Они хорошо подумали о том, как будут жить сами, а еще о том, как будут жить их дети, и совершенно не задумались о внуках.

Почему? Наверное, сказался испуг первых дней, острое ощущение избранности и одновременно общей обреченности.

Думаешь, они не поняли ошибку?

Поняли, но чисто на уровне разума. Ты понимаешь разницу в каннотациях «понять», «принять» и «осознать»? Так вот — они поняли, но не приняли и не осознали. Слишком много крови они пролили «лишних людей». И попытка через пару месяцев найти нужных специалистов среди выживших — эта попытка стоила им трети тракторного парка. Все что о нем знаю, так то, что его звали Вадимом. А его жена повисла на колючке в первый месяц прихода Беды.

Мир праху его…Славная была диверсия.

И поэтому эту практику прекратили.

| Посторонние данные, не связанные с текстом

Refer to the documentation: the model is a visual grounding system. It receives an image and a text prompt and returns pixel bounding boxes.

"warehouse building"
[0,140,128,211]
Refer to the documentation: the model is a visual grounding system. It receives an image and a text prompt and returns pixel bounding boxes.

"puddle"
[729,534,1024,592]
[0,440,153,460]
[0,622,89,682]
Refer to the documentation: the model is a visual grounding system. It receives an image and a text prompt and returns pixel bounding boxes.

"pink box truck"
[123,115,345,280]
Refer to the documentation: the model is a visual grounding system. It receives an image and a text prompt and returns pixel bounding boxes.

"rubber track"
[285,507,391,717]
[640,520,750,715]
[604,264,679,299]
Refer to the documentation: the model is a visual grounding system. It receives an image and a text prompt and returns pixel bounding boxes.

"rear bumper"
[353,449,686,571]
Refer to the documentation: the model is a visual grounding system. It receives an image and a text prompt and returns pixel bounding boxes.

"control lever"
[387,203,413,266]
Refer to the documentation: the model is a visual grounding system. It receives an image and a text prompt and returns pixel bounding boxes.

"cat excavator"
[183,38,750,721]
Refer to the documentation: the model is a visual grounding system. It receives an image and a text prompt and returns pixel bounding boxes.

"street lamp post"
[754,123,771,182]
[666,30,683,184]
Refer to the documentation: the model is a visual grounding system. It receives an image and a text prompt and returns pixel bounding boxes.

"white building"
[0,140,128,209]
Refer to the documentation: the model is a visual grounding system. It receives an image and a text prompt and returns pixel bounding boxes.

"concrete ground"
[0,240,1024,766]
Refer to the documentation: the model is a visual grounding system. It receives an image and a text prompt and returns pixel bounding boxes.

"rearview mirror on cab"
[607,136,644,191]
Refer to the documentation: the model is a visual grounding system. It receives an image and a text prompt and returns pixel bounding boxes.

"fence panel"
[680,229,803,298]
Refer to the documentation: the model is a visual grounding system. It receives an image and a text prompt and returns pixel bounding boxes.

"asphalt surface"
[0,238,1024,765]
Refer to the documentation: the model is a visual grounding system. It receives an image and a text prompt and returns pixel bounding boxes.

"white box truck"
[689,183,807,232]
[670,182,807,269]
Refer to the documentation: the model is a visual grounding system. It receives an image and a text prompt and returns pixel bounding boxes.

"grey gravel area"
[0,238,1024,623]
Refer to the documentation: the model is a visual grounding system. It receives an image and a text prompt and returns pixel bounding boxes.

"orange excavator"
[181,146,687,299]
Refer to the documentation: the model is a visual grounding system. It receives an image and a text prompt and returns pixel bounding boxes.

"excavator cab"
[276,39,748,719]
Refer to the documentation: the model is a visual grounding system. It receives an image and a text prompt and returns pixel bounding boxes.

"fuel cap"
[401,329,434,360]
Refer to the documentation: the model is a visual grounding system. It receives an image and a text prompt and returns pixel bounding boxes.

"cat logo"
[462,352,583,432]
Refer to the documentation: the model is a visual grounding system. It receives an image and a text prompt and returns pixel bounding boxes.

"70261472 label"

Ибо потребность была на уровне разума, а риски на уровне — тут и сейчас.

Электроника, как я выяснил, у вас полетела в первые десять — пятнадцать лет.

Более простое оборудование — протянуло еще лет 30–40.

Сейчас Вы подходите к точке невозврата, когда поддерживать прежний уровень жизни старыми технологиями — невозможно. И нужно что то менять — в себе, или в других…

Одна беда — винтовки выходят из строя в последнюю очередь.

И эту проблему решать придется уже нам…

Глубокое синее небо. И стервятники. Они словно знали, зачем эти двуногие тут собрались, и знали, что скоро будет еда. Много — мало …Но будет.

Им было хорошо видно, как двое двуногих — горбатый маленький и большой что то делали, рыли, откапывали. А третий просто лежал, широко раскинув руки, и смотрел в небо, а может следил за из полетом.

Нет, он еще не стал пищей, и молодой гриф, сделавший ошибку, успел, за это поплатится.

А человек просто смотрел в небо и размышлял. Его мысли странным образом не совпадали с его намерениями. Он собирался причинить смерть и боль, а думал о Боге, о Божьем промысле, и о предопределенности.

Когда рядом с его фигурой, так же раскинув руки, улегся маленький горбун — их молчание нарушало лишь мерное хеканье здоровяка Саввы, продолжавшего откапывать черные от смолы ящик.

- О чем думаешь? — глядя в небо, не поворачивая головы спросил старика горбун.

— О Боге, о судьбе, о бабочках… — человек повернув голову в сторону седа неожиданно продолжил, — Савус, относительно меня у Вас есть какие-то распоряжения от нашего луноликого?

- Да, есть. Никому из нас нельзя попадать в плен. Тебе — в первую очередь.

— Логично. Если припрет, и надо будет идти на повышение — лучше в сердце и сзади. Я знаю — ты так сможешь. Хорошо?

— Я запомню.

Снова молчание. Покой. И синее небо со стервятниками в вышине. Оба человека знали, что через час другой это начнется, и каждый хотел, как глубокий глоток воздуха перед прыжком в омут — запомнить этот миг неба и тишины.

— Трудно было все это провернуть? — Снова нарушает молчание горбун.

Большой задумывается, глядя в бездонное чистое небо, точками по которому движутся стервятники.

— Наверное. Я как то над этим не задумывался. А сейчас…. Знаешь, ведь все могло пойти совсем по-другому если бы твоя племянница тогда не сказала, что Яков-полукровка на нее засматривается. Вот тогда все и начало закручиваться в красивую такую интригу. Свободу воли никуда не денется. Можно взять из церковной нычки нашего святоши Маркуса две мосинки и то, что ты назвал швейной машинкой. Можно спрогнозировать действия сторон, можно даже самому принять участие, но без горячего, незамутненного сторонника столкнуть первый камень — ничего бы не получилось.